After providing the team’s most consistent energy outside of Kobe Bryant, Metta World Peace came off the bench in the Lakers’ 101-100 victory Tuesday over the Charlotte Bobcats. After giving the Lakers a dependable option at small forward, World Peace will now play at power forward. And unlike past seasons where he considered a demotion a slight, World Peace made little of D’Antont’s lineup change.
“There’s nothing to explain,” World Peace said. “He’s the head coach, man. We’re trying to win. When we were kids, maybe you get things told to you in a little nice tone and things like that. But we’re grown men. There’s no need to explain. Just come off the bench sucka. Just come off the bench and go play.”
The comment drew laughs from reporters and teammates alike. Lakers guard Chris Duhon constantly snickered over moments afterwards. In a private moment several minutes later, however, World Peace acknowledged “feeling pissed” when the former Ron Artest had to accept a bench role in the 2008-09 season with the Houston Rockets under Rick Adelman.
Although he initially embraced the move, World Peace eventually grew frustrated with his bench role last season under Mike Brown because his rotation varied.
World Peace hardly cared this time around. He still posted 17 points on six of 18 shooting, seven rebounds and four steals in 36 minutes.
“I don’t care how many minutes I play,” World Peace said. “I just care about winning. That’s it. If we win the game and I don’t play, or I play five minutes, 10 minutes, or I split it, that’s what matters.”
In order to win the game, D’Antoni believed World Peace’s bench role proved necessary for different reasons.
First, Pau Gasol returned to the starting lineup at power forward since missing the past eight games because of knee tendinitis. Second, D’Antoni is trying to find ways so that Dwight Howard and Gasol play separately to maximize each other’s spacing. Third, D’Antoni started Devin Ebanks at small forward so World Peace could still log time at power forward without assuming heavier minutes. Fourth, with Jordan Hill and Antawn Jamison suddenly not playing at all, D’Antoni concedes he’s still experimenting with his rotation.
“With Metta going forward, once he gets comfortable with the 4 role, he could be very productive,” D’Antoni said. “Our team could be very productive.”
World Peace acknowledged he initially went through some adjustments, particularly with going only two of 10 from three-point range.

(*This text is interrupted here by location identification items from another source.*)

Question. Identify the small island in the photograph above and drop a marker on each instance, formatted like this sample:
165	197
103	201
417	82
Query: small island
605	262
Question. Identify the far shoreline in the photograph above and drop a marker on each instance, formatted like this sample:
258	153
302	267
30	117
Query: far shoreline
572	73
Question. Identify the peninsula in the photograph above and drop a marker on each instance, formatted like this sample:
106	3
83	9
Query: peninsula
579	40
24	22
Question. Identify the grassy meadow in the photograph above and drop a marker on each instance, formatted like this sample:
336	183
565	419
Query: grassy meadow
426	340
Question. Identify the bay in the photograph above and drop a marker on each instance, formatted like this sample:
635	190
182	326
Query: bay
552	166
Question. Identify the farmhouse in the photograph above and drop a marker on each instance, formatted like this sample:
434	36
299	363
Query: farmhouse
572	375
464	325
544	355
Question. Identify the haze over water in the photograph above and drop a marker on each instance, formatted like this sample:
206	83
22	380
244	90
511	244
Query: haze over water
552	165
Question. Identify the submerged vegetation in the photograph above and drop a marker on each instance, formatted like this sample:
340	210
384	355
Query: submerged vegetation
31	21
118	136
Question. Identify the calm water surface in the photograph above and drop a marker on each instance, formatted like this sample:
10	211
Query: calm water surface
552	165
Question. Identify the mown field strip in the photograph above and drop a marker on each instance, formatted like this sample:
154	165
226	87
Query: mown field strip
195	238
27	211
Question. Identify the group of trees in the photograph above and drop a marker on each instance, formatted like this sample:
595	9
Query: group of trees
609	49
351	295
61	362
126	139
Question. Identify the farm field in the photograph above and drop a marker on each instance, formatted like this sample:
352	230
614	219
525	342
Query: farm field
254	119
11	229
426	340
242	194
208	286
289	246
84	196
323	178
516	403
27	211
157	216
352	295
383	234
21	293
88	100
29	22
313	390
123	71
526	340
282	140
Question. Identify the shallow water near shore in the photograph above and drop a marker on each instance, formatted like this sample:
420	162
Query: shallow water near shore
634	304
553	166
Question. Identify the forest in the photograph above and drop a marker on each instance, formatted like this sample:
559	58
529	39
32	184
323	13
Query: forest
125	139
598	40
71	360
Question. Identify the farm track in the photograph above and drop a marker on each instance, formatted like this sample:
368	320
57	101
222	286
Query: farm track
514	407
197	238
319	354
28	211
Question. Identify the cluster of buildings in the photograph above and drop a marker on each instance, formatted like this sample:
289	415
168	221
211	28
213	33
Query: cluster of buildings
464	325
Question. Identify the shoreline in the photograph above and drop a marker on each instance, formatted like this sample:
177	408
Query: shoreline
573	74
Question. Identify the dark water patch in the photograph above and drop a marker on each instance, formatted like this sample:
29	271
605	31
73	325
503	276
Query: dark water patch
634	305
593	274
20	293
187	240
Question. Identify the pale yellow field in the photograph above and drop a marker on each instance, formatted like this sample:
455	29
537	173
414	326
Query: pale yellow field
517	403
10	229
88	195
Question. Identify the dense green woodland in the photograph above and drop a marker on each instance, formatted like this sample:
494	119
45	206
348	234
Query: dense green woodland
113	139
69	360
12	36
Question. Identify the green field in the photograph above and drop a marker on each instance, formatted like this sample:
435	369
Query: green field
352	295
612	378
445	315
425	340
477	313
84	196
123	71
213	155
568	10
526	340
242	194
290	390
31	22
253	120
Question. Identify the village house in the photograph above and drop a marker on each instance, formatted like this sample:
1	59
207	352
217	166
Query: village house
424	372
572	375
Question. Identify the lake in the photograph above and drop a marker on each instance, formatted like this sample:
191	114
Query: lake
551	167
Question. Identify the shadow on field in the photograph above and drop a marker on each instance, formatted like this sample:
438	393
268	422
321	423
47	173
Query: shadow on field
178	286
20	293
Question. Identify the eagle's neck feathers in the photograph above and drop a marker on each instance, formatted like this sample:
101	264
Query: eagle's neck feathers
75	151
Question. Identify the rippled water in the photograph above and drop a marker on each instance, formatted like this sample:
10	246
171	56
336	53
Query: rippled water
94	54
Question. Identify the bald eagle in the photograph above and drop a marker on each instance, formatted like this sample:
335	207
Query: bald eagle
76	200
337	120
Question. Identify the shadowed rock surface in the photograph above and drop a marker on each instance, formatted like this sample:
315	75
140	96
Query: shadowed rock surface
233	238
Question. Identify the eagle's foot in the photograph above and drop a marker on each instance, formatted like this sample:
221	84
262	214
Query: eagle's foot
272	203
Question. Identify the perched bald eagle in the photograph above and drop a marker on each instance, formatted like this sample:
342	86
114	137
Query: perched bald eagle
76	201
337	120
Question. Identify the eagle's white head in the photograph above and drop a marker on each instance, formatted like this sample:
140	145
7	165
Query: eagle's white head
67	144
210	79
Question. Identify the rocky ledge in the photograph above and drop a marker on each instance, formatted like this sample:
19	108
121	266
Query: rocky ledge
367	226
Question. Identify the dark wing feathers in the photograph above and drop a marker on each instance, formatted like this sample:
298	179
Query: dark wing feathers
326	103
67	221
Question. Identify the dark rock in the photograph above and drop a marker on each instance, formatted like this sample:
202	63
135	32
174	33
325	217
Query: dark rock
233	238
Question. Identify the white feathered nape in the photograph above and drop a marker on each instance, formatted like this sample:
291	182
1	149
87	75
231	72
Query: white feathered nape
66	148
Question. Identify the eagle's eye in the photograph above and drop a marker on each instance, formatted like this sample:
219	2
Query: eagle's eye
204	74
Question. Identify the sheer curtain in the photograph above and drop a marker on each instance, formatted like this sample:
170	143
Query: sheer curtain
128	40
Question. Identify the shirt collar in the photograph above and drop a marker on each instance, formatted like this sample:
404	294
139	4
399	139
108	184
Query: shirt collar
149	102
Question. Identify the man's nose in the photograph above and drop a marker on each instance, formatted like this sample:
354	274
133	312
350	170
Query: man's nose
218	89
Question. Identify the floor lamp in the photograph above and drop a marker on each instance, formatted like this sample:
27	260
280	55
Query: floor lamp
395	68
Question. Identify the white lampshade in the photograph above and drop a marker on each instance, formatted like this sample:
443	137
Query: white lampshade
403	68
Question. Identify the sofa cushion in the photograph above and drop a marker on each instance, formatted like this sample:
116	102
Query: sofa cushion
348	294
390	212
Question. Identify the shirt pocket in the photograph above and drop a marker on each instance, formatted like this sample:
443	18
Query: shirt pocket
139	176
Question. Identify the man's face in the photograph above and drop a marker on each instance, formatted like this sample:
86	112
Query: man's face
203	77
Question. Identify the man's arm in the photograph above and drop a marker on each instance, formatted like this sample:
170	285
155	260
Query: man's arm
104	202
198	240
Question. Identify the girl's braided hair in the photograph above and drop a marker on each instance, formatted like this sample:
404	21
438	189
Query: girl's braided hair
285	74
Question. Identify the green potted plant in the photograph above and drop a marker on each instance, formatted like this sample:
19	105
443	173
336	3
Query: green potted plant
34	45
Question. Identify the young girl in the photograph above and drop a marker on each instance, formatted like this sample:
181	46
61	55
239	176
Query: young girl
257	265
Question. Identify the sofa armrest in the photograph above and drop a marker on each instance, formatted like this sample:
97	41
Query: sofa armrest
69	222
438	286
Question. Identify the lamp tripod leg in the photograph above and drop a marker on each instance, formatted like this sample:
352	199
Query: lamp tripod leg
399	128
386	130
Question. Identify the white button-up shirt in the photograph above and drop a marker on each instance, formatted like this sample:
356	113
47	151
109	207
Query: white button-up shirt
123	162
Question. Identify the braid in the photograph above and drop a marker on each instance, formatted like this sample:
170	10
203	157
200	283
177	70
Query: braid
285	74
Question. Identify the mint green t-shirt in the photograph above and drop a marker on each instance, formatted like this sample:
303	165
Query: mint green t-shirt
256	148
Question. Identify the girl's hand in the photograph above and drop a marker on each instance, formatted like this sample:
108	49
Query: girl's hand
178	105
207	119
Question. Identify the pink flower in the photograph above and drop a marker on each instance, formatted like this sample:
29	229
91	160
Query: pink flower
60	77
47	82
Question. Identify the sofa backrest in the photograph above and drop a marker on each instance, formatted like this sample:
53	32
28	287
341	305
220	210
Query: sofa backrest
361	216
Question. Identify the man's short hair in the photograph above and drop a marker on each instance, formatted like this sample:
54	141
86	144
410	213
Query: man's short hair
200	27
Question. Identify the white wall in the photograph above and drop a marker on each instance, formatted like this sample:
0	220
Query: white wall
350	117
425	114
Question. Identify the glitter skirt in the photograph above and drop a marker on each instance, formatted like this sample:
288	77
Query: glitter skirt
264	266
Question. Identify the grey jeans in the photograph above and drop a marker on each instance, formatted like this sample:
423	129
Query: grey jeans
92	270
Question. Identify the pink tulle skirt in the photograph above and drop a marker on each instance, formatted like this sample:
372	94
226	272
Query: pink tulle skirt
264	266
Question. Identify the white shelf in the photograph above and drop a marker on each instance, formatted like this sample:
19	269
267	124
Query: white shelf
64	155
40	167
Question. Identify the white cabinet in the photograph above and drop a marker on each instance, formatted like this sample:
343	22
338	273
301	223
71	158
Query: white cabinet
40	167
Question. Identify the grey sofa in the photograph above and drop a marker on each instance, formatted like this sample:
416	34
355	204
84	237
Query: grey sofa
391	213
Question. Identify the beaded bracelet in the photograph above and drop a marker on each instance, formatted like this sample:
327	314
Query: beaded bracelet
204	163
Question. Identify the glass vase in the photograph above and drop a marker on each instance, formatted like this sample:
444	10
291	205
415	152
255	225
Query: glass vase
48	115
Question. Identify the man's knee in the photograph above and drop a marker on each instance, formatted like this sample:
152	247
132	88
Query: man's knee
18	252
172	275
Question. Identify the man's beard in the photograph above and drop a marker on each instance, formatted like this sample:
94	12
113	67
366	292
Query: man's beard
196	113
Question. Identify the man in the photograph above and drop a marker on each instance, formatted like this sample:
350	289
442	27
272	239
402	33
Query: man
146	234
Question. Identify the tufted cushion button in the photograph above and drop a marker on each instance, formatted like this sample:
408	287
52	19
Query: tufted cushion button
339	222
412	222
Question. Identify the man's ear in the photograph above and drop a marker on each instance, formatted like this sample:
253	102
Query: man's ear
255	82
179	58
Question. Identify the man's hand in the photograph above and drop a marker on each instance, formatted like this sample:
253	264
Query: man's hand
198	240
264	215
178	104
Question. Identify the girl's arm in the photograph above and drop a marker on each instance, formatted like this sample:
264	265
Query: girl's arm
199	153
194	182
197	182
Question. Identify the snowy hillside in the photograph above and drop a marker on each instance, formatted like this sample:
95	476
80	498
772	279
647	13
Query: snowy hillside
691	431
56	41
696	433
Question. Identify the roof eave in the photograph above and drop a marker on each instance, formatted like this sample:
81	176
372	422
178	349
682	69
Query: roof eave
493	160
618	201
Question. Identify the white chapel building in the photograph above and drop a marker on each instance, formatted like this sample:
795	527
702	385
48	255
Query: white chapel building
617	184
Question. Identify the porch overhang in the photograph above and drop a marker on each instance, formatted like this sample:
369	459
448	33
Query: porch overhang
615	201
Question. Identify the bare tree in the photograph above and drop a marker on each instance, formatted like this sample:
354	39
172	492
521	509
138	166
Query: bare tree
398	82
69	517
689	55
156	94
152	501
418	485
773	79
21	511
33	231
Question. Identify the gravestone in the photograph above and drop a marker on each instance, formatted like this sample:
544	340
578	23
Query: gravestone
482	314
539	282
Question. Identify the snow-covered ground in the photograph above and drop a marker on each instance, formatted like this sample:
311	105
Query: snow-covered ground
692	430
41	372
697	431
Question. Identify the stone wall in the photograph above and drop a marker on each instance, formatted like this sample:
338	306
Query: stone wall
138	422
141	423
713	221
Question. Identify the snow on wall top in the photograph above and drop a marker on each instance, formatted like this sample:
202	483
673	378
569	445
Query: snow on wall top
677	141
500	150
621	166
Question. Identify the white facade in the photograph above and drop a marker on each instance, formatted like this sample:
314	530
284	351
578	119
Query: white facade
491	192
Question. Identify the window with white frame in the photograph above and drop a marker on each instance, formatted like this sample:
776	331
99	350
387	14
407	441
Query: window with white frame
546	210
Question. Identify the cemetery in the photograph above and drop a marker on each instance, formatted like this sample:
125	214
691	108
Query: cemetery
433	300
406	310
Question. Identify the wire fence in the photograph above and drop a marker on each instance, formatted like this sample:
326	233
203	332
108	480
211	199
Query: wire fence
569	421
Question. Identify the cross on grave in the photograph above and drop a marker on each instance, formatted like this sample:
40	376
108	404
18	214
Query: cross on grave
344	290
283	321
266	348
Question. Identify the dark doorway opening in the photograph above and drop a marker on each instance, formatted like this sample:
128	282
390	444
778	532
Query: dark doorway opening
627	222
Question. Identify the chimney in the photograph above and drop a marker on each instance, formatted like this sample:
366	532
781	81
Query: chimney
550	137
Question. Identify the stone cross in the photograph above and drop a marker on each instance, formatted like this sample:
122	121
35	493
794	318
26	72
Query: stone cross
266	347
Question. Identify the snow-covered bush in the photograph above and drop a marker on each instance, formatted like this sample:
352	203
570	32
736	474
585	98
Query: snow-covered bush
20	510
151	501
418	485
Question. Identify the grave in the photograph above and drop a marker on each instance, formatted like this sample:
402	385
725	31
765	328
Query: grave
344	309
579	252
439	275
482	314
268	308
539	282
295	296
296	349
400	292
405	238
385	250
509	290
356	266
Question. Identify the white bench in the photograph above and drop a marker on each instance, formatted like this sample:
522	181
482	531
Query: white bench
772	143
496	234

“It was kind of a weird position. I’m definitely not used to playing the four,” World Peace said. “When I was younger, I played the 4. It’s definitely different. I have to get used to it. I want to make sure I keep my teammates involved and continue to be a part and contribute. Tonight I saw a lot of opportunities to drive and kick. I held the ball a little too much today. I was a little disappointed about that.”
Still, the Lakers seemed pleased with varying parts of World Peace’s game.
Even with his inconsistent shooting stroke, World Peace remained aggressive in driving into the lane. He routinely provided energy on hustle plays. World Peace’s peak conditioning this offseason still gave him the strength to match up with bigger players. By playing at the power forward spot, World Peace took advantage of front-line players dribbling the ball too high.
“I’ve been watching him play for a long time and I still don’t understand how he steals the ball from behind like that,” Lakers guard Kobe Bryant said. “If he gets a finger tip on it, the ball sticks to his hands. It’s phenomenal.”
It appears it’s a role World Peace will embrace.
“I have to run with it,” World Peace said, “and do what it takes to win as a team.”